On April 13, 2012, the Company signed a securities purchase agreement (the “Securities Purchase Agreement”) with a private investor for the sale (the “Preferred Stock Financing”) of 1,000,000 shares of the Company’s Series A Convertible Preferred Stock (the “Series A Convertible Preferred Stock”) at $5.00 per share and 325,000 warrants to purchase shares of the Company’s common stock expiring in May 2020. The Series A Convertible Preferred Stock shares are initially convertible into 1,000,000 shares of the Company’s common stock at a conversion price of $5.00 per share. The warrants were issued in two tranches with 125,000 of such warrants at an initial exercise price of $6.00 per share and 200,000 of such warrants at an initial exercise price of $7.00 per share. On May 2, 2012, the Company completed the issuance of the Series A Convertible Preferred Stock and warrants.

On April 30, 2012, the Company filed an Articles of Amendment to its Articles of Incorporation designating 1,000,000 shares of the Company’s authorized preferred stock as Series A Convertible Preferred Stock. The Company also entered into a Registration Rights Agreement and Investor Rights Agreement with the private investor.

The Series A Convertible Preferred Stock ranks senior to all other equity instruments of the Company, including the Company’s common stock. The Series A Convertible Preferred Stock accrues cumulative dividends at a rate of 6% per annum, whether or not dividends have been declared by the Board of Directors and whether or not there are profits, surplus or other funds available for the payment of such dividends. The Company may pay such dividends in shares of the Company’s common stock based on the then current market price of the common stock. At any time following a material default by the Company, as defined in the Securities Purchase Agreement, or April 30, 2017, the holders of a majority of the outstanding shares of the Series A Convertible Preferred Stock may require the Company to redeem the Series A Convertible Preferred Stock at a redemption price equal to the lessor of (i) the liquidation preference per share (initially $5.00 per share, subject to adjustments for certain future equity transactions defined in the Securities Purchase Agreement) and (ii) the fair market value of the Series A Convertible Preferred Stock per share, as determined in good faith by the Company’s Board of Directors. The redemption price, plus any accrued and unpaid dividends, shall be payable in 36 equal monthly installments plus interest at an annual rate of 6%.

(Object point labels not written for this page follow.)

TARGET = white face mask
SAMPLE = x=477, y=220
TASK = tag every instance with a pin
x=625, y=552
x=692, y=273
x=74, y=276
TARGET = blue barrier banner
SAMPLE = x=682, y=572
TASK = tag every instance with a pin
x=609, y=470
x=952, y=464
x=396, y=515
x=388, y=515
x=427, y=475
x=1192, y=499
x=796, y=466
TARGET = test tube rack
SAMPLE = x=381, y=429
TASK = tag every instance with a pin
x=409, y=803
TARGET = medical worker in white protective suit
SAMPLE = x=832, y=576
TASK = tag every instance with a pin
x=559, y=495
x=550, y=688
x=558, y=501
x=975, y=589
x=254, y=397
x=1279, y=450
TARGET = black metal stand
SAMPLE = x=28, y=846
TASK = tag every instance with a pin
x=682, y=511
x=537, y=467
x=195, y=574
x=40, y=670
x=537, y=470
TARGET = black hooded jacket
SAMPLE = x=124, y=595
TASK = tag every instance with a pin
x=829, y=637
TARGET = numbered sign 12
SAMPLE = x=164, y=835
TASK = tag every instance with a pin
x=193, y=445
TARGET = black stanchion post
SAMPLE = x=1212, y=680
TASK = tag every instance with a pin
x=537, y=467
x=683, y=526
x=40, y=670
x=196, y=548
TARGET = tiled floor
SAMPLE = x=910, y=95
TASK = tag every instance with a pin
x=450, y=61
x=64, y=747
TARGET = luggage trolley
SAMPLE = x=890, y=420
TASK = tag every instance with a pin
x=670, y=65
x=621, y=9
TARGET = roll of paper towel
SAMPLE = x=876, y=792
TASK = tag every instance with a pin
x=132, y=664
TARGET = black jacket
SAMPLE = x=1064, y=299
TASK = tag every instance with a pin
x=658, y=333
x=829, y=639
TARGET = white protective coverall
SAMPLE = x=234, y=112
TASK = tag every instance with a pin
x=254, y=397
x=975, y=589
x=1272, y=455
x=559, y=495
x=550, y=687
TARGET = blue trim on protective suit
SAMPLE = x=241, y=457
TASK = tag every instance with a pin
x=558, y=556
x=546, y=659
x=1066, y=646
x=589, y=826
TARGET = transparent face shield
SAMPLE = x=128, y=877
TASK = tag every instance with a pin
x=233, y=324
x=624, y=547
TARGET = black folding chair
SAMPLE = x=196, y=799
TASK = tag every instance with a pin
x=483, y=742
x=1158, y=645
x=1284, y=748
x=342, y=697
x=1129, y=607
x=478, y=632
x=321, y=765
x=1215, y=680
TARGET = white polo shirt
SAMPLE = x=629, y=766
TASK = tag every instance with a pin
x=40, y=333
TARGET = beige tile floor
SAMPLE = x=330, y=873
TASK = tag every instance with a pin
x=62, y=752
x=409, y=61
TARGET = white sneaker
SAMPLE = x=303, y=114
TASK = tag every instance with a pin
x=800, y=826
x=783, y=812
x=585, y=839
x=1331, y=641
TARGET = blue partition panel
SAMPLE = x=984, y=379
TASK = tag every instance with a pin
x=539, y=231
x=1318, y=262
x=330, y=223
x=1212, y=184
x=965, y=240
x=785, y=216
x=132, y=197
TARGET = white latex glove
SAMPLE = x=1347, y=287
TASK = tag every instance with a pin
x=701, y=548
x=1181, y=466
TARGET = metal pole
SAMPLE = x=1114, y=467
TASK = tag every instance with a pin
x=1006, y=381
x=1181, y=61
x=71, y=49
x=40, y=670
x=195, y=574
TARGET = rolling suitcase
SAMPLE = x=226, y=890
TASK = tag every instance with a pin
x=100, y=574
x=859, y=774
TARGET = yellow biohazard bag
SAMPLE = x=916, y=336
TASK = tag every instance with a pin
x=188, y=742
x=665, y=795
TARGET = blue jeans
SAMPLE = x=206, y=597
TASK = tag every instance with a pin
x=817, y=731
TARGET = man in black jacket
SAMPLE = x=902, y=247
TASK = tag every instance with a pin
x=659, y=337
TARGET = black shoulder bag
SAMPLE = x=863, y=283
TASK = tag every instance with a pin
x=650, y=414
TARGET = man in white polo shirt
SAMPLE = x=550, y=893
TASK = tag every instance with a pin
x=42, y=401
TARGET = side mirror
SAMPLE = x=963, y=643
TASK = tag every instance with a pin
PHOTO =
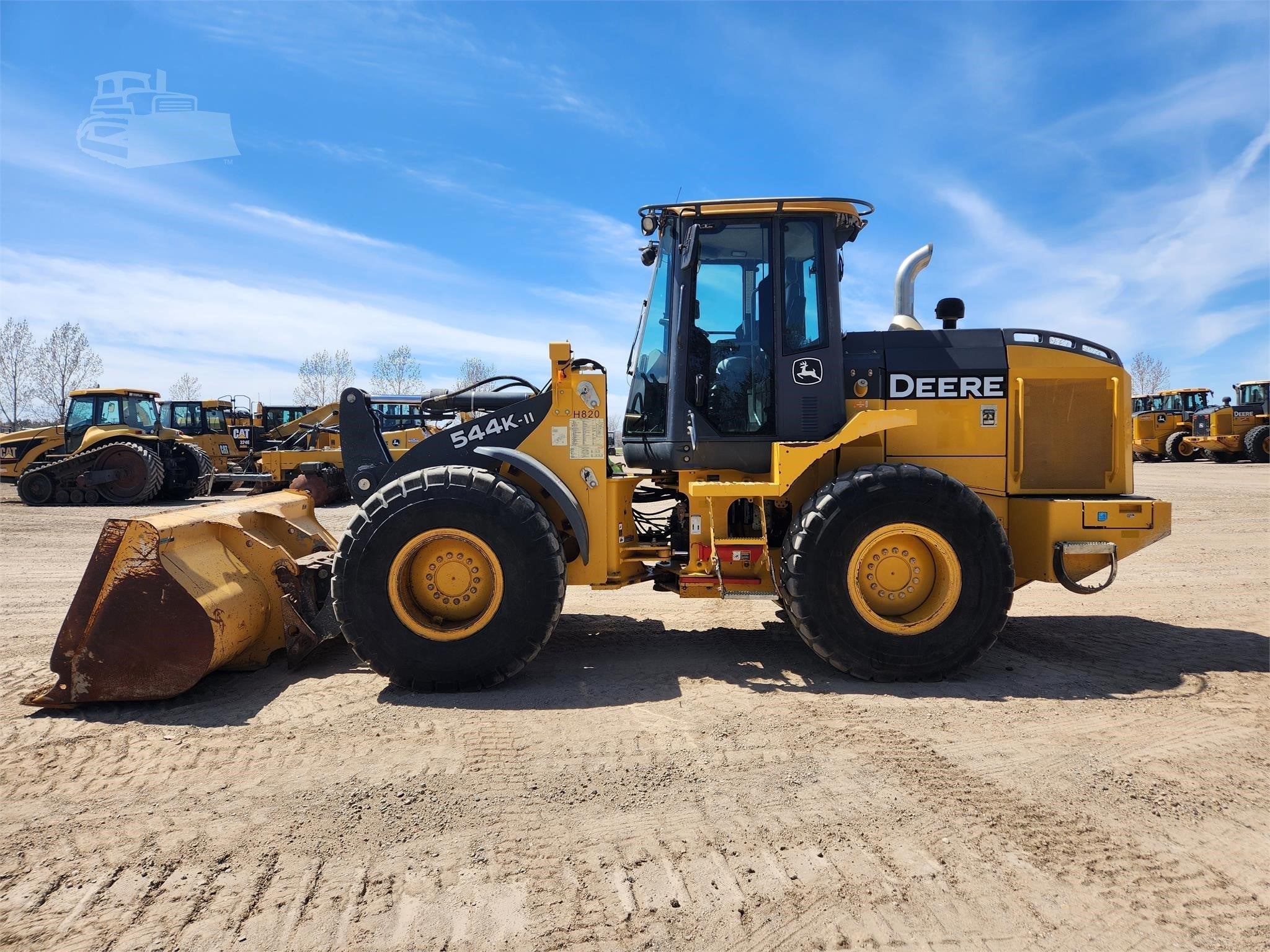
x=690, y=249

On May 1, 2012, the Company and Chase executed a consent and amendment to our revolving credit agreement, whereby Chase as lender agreed to consent to the Securities Purchase Agreement; the issuance and sale of the Series A Convertible Preferred Stock and warrants; the payment of the preferred dividends required; and the redemption of the Series A Convertible Preferred Stock, all subject to the terms and conditions set forth in the agreements and the associated Amended Articles of Incorporation.

The preferred stock and warrants were issued for a total of $5.0 million. This amount was allocated to the preferred stock and warrants based on their relative fair values. The fair value of the warrants was calculated using the Black Scholes-Merton pricing model using the following weighted average assumptions:

 

         

Number of warrants

    325,000  

Exercise price

  $ 6.62  

Expected volatility of underlying stock

    74

Risk-free interest rate

    1.62

Dividend yield

    0

Expected life of warrants

    8 years  

Weighted-average fair value of warrants

  $ 3.11  

Expiration date

    May 2, 2020  

 

Based on these calculations and the actual consideration, the warrants were valued at $840 and the Series A Convertible Preferred Stock was valued at $4,160.

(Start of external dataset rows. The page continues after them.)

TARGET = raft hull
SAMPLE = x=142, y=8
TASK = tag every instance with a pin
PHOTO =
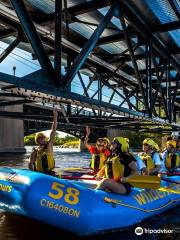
x=71, y=206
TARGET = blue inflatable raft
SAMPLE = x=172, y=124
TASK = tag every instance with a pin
x=75, y=207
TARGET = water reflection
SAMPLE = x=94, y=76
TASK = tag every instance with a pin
x=14, y=227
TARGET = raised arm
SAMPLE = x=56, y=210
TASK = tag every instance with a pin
x=53, y=128
x=31, y=164
x=87, y=138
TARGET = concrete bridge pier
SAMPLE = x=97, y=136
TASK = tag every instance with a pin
x=12, y=132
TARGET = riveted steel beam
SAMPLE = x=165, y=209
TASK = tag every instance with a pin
x=82, y=56
x=34, y=40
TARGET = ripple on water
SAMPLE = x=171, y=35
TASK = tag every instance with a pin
x=13, y=227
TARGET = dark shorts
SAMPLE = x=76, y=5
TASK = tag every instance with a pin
x=128, y=187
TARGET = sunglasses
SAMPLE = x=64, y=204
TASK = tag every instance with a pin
x=99, y=145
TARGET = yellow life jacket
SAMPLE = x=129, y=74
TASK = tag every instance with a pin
x=172, y=160
x=114, y=169
x=148, y=161
x=44, y=160
x=97, y=161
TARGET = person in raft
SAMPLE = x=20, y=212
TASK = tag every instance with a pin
x=99, y=153
x=118, y=168
x=41, y=159
x=141, y=167
x=151, y=157
x=170, y=157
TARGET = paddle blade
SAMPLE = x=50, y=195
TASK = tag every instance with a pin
x=152, y=182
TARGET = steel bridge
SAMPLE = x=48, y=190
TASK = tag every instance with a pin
x=124, y=56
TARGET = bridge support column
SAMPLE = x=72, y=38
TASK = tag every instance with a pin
x=82, y=147
x=11, y=132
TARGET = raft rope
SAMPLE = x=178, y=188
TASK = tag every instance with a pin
x=118, y=202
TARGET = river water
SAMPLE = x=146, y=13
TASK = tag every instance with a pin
x=14, y=227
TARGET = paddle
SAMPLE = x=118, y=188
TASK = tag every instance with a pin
x=151, y=182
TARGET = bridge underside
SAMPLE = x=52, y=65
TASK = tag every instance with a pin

The initial values allocated to the warrants were recognized as a discount on the Series A Convertible Preferred Stock, with a corresponding charge to additional paid-in capital. The discount related to the warrants is accreted to retained earnings through the scheduled redemption date of the mandatorily redeemable Series A Convertible Preferred Stock. Discount accretion for the year 2012 totaled $34 and none in 2011.